I joined a large, multi-national company only a couple of weeks ago as an engineer, and the first few days I saw most of my coworkers in the sales department constantly on excel / gmail 8 hours a day (even working overtime quite often) which surprised me. Out of curiosity I asked them to show me their tasks, and I was amazed at how much manual work was being done. For example, copying an Excel cell to their work email account to find a specific email, adding a few details and then forwarding it to specific people. This was one of the easier tasks, but nevertheless I figured all of them could be automated using python scripts.
After I wrote one script which worked just fine on my home computer, I told my coworker he would have to install Python on the work laptop / computer, but because our company policy required permission before installing software, I would have to ask the IT manager. He refused to allow it, citing reasons such as "if you leave the company, who'd maintain the code in case a bug arises", etc. There are probably also reasons such as him not trusting me as he and his team won't really understand the code and could think I might divuldge company data. He did not say this but it seems probable and understandable from my view.

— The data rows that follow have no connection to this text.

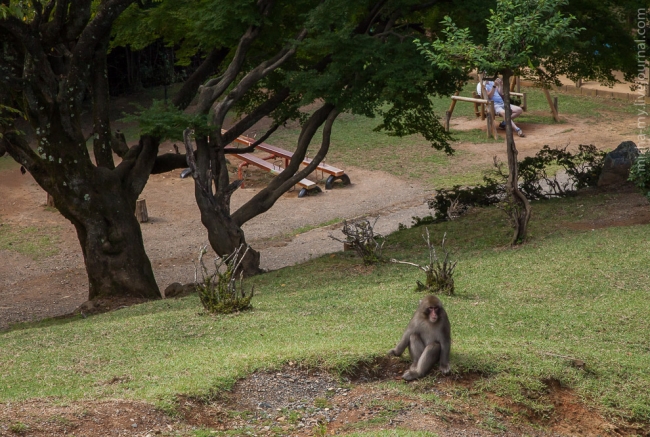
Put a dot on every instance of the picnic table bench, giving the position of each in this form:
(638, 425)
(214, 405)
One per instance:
(306, 184)
(277, 152)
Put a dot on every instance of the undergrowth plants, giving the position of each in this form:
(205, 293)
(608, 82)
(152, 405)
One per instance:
(640, 173)
(439, 272)
(537, 181)
(222, 291)
(575, 293)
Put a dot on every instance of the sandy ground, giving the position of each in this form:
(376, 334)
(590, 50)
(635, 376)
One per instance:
(56, 285)
(51, 286)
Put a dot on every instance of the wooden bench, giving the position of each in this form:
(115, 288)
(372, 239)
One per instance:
(277, 152)
(306, 184)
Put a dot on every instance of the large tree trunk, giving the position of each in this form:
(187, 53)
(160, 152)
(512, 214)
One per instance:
(113, 250)
(213, 188)
(518, 207)
(100, 203)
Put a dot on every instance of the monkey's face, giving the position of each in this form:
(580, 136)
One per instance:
(432, 313)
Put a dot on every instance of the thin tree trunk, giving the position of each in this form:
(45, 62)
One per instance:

Later my own manager inquired about this (who is not tech-savy) and I explained him how it would increase efficiency and minimize the chances of silly errors, which happen quite often. He seemed convinced, but he asked me if there was a licensed, business version of Python. I told him it was free and he stated that that was not possible, to which I said "I'll check and get back to you in a day or two".
How do I convince them that this would collectively save hundreds of hours per week and minimize the chances of missing sales orders? That my code will not expose company data? And that simply installing Python on a few computers won't really harm the company?